You could save yourself some time and use a contextual bandit solver in the first place if you are secure in your knowledge that the player's actions have no impact on the game state. There is a gradient-based method based on policy functions, if you need to use policy-space search, as opposed to tracking expected values.
Any other policy search should work too. The good thing about genetic algoirthms is that they are robust to the rest of the problem framing. The bad thing about them is that they scale poorly with problem complexity. If there are a lot of states and actions to learn, or you have designed a neural network with many parameters, it may learn slowly. I would recommend something like NEAT if you canreally must solve this using neural networks and genetic algorithms, as it is well established as a training approach for neural networks in policies for games and simulations.
If some states are are only subtly different in their features, but result in large changes to the optimal action choice, this will be a challenge to any policy search using function approximation. I would suspect gradient-based contextual bandit solvers to be better in that case, but you would need to do the experiment to be certain.

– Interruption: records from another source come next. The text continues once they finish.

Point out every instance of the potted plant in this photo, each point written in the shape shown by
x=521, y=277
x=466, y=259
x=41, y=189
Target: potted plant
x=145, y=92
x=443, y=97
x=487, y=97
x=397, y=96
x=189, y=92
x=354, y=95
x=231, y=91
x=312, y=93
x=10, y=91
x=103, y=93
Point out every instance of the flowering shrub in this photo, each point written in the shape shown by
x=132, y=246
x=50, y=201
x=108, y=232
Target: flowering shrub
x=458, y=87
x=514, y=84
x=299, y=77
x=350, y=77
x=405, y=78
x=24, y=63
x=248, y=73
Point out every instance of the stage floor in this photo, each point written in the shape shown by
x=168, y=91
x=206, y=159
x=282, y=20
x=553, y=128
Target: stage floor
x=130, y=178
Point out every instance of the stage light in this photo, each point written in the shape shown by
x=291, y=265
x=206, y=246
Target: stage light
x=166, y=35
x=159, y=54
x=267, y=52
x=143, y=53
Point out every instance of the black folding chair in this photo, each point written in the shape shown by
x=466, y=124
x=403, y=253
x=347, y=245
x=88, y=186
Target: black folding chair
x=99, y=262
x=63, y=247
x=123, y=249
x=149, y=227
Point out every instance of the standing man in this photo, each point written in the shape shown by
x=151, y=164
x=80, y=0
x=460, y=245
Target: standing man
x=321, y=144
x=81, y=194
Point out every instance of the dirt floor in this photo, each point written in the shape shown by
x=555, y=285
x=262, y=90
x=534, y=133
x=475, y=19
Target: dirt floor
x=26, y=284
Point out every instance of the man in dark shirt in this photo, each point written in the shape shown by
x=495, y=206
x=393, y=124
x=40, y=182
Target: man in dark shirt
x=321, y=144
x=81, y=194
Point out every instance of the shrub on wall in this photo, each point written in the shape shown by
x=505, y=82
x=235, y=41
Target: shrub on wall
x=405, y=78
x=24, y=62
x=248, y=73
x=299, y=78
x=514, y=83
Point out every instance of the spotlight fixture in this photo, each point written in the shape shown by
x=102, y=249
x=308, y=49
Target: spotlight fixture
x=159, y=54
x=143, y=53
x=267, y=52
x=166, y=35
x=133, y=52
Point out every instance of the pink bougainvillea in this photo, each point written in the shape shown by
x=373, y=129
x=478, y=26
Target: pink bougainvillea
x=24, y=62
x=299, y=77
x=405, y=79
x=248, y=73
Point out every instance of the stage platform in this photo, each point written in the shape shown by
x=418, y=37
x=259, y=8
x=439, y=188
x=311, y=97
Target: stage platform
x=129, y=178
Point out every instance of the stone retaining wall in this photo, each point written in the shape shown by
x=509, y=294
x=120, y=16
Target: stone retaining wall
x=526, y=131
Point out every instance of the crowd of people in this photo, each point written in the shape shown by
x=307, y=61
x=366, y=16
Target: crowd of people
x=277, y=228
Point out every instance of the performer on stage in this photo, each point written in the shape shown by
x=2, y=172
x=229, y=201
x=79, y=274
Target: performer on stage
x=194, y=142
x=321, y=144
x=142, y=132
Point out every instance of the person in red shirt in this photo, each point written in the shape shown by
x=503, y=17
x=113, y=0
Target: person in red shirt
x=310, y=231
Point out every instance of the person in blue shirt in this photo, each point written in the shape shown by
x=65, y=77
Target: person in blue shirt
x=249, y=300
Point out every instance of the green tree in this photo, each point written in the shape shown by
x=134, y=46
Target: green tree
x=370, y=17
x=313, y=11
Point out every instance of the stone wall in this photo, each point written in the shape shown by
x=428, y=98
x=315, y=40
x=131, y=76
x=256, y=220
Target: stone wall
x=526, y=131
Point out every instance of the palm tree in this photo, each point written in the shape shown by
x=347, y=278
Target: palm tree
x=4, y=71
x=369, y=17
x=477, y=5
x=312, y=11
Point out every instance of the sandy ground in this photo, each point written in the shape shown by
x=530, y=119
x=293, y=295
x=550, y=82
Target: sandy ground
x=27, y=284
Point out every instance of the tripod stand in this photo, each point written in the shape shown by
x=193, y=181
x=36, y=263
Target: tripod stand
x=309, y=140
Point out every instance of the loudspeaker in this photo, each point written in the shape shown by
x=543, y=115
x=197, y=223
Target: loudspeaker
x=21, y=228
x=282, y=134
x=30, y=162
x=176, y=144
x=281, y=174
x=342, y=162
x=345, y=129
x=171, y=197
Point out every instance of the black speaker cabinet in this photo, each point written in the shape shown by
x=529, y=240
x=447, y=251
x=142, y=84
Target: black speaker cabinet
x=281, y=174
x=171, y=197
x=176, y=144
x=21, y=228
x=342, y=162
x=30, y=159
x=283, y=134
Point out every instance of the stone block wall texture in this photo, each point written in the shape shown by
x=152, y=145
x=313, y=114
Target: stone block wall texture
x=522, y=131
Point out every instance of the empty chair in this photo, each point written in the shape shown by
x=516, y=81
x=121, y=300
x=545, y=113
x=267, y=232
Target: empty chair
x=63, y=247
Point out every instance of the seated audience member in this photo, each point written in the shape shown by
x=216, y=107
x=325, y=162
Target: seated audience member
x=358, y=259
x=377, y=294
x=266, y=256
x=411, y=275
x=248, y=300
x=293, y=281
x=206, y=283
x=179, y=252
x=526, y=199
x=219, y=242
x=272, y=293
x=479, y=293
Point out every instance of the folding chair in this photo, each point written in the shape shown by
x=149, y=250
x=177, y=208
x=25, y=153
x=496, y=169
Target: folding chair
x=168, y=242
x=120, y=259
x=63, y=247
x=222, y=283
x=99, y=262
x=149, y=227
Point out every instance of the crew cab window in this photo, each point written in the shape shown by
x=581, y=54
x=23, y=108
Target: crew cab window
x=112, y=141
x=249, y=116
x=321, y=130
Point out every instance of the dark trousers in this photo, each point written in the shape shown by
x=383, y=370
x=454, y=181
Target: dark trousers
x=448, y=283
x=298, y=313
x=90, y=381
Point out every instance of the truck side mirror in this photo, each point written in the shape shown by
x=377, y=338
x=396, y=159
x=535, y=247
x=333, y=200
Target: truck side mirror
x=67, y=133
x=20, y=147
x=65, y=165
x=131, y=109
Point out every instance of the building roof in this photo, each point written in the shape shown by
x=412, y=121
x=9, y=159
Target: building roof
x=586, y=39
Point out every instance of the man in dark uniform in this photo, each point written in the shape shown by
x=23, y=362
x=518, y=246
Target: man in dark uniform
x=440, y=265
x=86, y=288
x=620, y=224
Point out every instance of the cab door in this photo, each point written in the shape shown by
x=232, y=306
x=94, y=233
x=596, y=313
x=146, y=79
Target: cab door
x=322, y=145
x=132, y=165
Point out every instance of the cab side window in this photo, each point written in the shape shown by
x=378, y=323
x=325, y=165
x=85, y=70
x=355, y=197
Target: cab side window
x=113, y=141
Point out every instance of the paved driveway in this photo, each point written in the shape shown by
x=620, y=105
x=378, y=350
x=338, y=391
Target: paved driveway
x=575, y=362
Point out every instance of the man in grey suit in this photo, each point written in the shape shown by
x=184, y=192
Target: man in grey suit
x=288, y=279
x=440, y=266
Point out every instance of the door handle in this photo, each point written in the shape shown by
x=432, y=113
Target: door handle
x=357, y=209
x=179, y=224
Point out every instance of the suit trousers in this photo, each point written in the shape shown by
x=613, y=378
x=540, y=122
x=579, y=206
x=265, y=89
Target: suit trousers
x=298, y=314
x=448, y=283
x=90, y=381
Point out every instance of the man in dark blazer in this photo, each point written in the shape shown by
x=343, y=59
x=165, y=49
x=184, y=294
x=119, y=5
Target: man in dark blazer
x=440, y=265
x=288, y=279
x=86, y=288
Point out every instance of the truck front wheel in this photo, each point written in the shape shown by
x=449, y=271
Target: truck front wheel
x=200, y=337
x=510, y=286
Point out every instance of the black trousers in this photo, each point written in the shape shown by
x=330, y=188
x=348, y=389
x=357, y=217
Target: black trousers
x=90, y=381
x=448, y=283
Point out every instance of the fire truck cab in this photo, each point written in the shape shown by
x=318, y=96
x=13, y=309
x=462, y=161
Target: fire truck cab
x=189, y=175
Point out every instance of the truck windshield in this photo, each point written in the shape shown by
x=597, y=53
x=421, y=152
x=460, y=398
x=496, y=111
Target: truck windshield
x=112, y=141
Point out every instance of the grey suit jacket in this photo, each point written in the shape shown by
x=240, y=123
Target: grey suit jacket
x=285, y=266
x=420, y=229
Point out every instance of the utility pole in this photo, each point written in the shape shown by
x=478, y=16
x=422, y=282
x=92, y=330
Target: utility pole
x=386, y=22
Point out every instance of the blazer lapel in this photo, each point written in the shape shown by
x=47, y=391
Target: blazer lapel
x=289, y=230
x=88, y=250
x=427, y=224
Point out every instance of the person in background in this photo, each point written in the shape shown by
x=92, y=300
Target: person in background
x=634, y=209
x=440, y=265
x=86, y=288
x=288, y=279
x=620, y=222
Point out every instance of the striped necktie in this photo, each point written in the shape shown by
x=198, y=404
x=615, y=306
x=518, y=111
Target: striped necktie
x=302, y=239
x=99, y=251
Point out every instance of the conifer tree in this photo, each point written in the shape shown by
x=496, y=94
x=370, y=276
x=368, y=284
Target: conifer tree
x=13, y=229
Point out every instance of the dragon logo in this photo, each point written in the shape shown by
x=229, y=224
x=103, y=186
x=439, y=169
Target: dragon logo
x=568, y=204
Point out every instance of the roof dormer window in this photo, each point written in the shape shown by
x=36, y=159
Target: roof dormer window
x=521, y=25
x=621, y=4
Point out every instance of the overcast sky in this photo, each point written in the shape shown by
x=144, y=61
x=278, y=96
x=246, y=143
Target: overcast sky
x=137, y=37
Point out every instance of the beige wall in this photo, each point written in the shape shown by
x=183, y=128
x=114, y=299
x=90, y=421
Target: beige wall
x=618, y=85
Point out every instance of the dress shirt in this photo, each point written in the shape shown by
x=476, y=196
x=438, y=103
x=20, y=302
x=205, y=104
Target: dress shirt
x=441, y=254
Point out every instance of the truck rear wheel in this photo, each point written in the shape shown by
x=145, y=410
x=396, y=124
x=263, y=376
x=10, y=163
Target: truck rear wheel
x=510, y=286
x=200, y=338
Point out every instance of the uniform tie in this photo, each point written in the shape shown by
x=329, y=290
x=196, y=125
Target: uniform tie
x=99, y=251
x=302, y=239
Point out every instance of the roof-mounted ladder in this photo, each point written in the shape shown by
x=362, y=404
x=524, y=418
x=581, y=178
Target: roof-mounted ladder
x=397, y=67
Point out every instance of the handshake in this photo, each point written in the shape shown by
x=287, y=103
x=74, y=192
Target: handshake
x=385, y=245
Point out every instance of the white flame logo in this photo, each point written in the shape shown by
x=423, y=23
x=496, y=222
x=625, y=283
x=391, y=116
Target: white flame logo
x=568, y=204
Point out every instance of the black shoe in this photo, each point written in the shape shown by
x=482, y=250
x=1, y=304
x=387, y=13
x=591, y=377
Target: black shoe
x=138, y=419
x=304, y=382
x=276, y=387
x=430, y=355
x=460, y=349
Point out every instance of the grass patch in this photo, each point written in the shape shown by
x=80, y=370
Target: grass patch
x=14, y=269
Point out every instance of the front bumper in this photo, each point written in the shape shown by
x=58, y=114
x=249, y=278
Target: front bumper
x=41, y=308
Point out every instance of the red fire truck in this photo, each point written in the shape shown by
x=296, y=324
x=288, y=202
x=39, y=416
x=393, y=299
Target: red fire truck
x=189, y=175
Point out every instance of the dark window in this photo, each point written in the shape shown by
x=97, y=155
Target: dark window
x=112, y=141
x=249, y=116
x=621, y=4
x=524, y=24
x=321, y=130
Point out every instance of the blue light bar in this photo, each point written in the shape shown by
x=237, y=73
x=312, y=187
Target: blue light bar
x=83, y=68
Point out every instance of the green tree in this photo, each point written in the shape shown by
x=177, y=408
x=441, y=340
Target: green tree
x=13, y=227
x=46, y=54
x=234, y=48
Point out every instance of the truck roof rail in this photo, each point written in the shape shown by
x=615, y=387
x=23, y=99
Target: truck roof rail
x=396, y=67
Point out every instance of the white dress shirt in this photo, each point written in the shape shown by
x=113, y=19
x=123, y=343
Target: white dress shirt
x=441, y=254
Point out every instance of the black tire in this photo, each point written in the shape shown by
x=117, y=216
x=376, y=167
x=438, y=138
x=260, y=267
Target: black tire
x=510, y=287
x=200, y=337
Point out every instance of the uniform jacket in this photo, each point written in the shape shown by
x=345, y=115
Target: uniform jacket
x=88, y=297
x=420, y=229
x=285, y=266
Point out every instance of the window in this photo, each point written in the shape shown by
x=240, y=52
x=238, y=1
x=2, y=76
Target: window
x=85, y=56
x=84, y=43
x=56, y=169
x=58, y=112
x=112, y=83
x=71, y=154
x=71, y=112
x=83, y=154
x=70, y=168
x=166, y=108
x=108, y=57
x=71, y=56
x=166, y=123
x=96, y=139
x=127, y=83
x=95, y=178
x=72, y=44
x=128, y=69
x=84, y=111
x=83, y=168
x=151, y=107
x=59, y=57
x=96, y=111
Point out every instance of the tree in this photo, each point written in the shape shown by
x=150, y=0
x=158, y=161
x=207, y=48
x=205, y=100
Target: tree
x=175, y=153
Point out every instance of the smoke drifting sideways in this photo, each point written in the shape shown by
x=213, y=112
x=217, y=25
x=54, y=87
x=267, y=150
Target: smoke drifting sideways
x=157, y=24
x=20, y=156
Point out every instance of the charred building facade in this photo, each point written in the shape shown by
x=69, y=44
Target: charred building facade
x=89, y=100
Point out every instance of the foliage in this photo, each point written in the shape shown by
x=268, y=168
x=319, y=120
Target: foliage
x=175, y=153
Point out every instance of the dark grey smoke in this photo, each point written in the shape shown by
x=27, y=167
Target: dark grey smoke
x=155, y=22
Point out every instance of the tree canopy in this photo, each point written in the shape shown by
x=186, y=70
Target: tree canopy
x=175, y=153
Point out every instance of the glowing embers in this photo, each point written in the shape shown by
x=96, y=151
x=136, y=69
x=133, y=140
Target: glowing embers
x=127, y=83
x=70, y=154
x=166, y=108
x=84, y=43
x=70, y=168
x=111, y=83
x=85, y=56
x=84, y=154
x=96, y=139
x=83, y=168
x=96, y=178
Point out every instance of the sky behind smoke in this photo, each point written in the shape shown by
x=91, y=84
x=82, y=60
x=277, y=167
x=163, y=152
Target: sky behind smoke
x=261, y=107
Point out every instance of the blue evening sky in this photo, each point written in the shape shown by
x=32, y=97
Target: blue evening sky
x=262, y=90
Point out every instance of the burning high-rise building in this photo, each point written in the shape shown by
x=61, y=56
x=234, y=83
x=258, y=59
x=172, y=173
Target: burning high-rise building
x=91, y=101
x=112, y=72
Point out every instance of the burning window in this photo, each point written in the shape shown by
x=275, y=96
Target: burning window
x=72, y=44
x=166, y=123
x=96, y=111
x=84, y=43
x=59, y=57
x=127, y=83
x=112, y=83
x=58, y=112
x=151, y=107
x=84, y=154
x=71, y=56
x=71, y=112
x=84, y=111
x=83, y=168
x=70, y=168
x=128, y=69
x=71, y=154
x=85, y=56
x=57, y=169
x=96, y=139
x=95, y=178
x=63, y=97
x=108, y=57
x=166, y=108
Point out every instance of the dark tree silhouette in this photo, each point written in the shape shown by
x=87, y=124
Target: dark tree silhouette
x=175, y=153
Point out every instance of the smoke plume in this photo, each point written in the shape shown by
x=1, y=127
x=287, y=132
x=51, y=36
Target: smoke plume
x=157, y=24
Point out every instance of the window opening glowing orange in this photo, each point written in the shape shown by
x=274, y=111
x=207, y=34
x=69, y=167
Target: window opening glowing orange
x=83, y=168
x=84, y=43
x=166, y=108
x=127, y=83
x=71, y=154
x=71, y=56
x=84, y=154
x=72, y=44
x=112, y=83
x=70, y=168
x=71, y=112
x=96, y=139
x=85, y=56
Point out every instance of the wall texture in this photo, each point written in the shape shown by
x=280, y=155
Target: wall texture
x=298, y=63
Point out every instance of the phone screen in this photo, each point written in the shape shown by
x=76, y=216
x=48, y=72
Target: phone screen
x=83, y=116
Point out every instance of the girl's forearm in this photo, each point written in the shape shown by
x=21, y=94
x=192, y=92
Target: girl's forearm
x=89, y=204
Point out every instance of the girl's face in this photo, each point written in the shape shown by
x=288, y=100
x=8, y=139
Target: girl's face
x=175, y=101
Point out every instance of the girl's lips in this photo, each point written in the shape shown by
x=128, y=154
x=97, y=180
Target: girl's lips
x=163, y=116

Do the optimal weights be learned that make the agent reach the target reward after some generations of training?
Given enough time, and that the GA approach used is expressive enough to search the space near optimal weights, then yes.
"Enough time" could be longer than you are willing to run the experiment.
"Expressive enough" is difficult to quantify, and with neural networks there is not an easy way to tell by inspecting code or weights or any of the design.
So, sadly, one re-wording of this answer is "It will work if it works. There is no reason why it cannot work given details in the question."